334. Increasing Triplet Subsequence

Difficulty: MEDIUM

Problem description can be found here.

Intuition

For every element we must have its lower element on the left and the higher element on the right.

Think of the problem like this, find the 2 smallest elements, and then an element that is greater than both of those.

That doesn’t sound like it meets our problem constraints, but the implementations protects us i’ll explain how that is down below.
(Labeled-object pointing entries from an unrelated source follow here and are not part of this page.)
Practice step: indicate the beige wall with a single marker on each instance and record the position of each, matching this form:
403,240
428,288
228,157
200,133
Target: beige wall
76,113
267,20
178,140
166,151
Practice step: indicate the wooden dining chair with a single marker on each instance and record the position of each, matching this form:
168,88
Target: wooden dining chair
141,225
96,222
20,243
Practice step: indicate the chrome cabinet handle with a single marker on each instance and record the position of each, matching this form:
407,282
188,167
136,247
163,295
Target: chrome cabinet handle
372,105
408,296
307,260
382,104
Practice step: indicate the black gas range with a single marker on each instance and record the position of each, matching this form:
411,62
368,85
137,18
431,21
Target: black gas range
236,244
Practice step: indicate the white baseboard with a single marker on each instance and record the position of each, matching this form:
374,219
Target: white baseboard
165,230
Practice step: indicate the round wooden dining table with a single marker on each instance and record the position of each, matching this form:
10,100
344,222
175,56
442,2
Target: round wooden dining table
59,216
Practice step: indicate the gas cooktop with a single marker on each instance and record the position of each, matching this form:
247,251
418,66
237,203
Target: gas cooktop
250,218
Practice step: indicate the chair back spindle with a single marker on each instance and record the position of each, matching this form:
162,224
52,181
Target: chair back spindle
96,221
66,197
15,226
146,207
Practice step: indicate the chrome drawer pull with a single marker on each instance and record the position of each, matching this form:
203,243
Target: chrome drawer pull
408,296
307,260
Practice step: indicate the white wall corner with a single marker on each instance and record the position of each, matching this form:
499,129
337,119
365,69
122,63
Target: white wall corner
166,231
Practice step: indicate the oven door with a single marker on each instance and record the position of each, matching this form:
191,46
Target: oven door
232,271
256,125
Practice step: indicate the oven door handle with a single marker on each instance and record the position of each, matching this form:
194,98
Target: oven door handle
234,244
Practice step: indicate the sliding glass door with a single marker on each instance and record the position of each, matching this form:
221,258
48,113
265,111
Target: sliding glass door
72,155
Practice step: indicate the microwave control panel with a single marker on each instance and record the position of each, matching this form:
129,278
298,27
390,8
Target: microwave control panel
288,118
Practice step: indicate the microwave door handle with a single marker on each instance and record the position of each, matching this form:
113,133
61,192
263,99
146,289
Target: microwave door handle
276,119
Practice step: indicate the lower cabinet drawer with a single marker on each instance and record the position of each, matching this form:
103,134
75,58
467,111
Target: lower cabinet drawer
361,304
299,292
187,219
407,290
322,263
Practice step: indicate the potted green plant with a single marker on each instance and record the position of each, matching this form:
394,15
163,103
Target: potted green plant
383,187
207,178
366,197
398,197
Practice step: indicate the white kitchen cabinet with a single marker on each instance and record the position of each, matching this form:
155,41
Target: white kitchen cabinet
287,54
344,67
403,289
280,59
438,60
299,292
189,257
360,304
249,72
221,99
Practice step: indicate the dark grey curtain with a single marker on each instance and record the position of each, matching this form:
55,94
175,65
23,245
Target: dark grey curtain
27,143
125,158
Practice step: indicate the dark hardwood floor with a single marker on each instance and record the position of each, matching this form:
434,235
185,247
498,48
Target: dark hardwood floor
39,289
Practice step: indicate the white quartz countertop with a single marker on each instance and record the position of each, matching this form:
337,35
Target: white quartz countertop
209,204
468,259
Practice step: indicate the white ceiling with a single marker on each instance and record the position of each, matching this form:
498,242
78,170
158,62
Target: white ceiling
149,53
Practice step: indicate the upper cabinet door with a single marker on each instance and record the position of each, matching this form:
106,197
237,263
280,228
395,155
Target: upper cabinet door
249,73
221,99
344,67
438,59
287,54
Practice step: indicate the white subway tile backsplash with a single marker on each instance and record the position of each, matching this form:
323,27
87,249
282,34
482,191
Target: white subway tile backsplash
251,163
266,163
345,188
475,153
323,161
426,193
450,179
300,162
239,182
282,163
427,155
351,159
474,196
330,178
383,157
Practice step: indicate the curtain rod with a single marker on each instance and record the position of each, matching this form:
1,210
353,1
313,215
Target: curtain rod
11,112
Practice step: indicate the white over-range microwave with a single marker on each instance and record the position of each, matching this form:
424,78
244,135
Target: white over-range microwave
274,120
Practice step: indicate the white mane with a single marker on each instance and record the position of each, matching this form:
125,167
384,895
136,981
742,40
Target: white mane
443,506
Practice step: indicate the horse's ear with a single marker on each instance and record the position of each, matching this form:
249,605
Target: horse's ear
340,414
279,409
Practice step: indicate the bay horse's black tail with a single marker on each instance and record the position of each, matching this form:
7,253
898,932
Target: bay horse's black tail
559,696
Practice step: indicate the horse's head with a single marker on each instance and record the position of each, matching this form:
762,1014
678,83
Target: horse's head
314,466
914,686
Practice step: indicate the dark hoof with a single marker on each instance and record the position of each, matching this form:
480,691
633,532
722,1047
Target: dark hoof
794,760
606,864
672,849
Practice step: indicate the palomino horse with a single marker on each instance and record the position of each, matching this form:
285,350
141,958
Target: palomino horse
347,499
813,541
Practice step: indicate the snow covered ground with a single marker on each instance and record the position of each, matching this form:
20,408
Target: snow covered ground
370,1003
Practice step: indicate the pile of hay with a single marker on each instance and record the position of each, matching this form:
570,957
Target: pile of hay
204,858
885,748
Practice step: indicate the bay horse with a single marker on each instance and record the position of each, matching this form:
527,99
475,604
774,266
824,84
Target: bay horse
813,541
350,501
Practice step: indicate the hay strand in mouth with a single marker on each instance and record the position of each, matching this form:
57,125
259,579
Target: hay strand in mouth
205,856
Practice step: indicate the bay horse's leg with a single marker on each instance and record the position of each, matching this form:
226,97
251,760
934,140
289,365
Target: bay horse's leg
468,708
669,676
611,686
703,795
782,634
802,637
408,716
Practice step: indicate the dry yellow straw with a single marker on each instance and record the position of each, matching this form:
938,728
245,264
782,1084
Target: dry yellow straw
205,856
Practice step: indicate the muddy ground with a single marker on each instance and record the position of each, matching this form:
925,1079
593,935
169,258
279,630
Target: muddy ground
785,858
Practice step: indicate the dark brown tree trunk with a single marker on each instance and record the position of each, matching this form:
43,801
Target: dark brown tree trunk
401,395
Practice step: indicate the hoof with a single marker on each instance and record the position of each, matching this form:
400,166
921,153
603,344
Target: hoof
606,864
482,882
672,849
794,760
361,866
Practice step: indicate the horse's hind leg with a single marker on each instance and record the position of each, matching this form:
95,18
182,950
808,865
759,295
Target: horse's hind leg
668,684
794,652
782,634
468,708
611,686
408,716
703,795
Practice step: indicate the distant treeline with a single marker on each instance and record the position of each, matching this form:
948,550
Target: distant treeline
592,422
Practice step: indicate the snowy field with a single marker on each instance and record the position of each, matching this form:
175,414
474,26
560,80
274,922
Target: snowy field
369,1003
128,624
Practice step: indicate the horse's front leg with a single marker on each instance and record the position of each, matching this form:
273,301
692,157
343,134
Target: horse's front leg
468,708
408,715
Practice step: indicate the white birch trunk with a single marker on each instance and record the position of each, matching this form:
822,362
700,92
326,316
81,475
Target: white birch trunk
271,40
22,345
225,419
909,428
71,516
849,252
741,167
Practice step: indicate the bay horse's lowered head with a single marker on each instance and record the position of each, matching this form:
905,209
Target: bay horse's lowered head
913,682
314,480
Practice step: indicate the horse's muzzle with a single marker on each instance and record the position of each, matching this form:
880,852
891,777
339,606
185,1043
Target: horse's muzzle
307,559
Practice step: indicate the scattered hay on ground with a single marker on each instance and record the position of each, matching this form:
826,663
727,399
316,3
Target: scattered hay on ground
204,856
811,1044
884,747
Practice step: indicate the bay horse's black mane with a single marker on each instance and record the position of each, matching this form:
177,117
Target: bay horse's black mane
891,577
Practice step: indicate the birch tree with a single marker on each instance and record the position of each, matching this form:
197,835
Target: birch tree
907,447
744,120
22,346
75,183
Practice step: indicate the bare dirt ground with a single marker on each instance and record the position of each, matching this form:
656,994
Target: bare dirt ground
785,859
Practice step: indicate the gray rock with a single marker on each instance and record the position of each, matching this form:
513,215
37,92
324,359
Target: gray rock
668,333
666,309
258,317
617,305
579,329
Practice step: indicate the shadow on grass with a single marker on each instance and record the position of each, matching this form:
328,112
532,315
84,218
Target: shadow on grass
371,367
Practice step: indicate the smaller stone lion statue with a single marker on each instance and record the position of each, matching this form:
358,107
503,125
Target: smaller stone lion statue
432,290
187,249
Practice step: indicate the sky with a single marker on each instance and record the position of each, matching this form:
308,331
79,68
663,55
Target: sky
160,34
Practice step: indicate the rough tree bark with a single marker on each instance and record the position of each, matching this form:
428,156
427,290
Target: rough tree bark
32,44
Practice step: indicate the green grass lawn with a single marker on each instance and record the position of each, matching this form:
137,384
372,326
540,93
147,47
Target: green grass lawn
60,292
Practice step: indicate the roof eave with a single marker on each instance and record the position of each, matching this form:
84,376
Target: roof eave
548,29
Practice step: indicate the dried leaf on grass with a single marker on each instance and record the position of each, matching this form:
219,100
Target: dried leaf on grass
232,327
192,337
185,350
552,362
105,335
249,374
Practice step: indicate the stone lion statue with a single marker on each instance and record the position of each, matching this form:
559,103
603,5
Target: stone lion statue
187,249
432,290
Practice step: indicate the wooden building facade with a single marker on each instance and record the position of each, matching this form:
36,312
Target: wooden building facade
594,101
Looking at the code, we initialize firstMin and secondMin to Infinity. We set firstMin when we encounter a value lesser than firstMin. We set secondMin when we encounter a value that is greater than firstMin but lesser than secondMin. This guaraentees as that, if secondMin is EVER set, it means that firstMin was already set, meaning that we have found a i < j && nums[i] < nums[j]. When we hit the else, that mean firstMin < secondMin < num (which means nums[i] < nums[j] < nums[k]). And it also guaranetees i < j < k, because we just iterated to a later element and firstMin and secondMin we already set.

Solution

function increasingTriplet(nums: number[]): boolean {
  let smaller = Number.MAX_SAFE_INTEGER;
  let bigger = Number.MAX_SAFE_INTEGER;

  for (let i = 0; i < nums.length; i++) {
    const current = nums[i];

    if (current <= smaller) {
      smaller = current;
      continue;
    }

    if (current <= bigger) {
      bigger = current;
      continue;
    }

    return true;
  }

  return false;
}

increasingTriplet([1, 2, 3, 4]); // [24, 12, 8, 6]
increasingTriplet([-1, 1, 0, -3, 3]); // [0, 0, 9, 0, 0]